From NYT Food, comes this fresh and crunchy delight. Greater than the sum of its parts, this is an absolutely delicious salad. And the dressing is glorious!
A Green Goddess Salad
Serves 2 as a meal, and 4 as a side
2 cup snap peas
2 hearts of romaine lettuce, washed and cut into bite-size pieces
4 Persian or Japanese cucumbers, diced
2 green onions, thinly diced
1 ripe avocado, cubed
1 recipe green goddess dressing (below)
line a large plate with paper towels. Set aside. Bring a medium saucepan of generously salted water to boil over high heat. Add the snap peas and cook until just tender, about 90 seconds. Use a strainer to remove the peas onto the prepared plate, and spread the peas out in a single layer. Allow to cool and dry completely (the dressing won’t stick to wet snap peas). Cut each pea in half crosswise on the bias.
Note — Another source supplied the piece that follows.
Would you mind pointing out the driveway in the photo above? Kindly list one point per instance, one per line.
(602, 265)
in a large bowl, combine snap peas, romaine, cucumbers, and green onions. Mix well to combine. Add the avocado and about half of the dressing. Mix gently with your hands until salad is well coated with dressing, adding more if needed. Taste, adjust seasoning with salt and pepper. Serve cold, immediately. Cover and refrigerate remaining dressing for up to a week.
Green Goddess Dressing
Yield: 1-1/2 cups
2 oil-packed anchovy fillets
1/2 cup Primal mayonnaise
1/2 cup full-fat Greek yogurt
1/2 cup parsley leaves
1/2 cup basil leaves
1–2 tablespoons fresh lemon juice
2 tablespoons finely chopped tarragon leaves
3 tablespoons minced chives
Freshly ground black pepper
in a food processor, combine the anchovies, mayonnaise, yogurt, parsley, basil, and 1 tablespoon lemon juice. Process until smooth and uniformly green. Transfer to a lidded jar and stir in the tarragon and chives. Adjust seasoning as needed with salt, pepper, and lemon juice.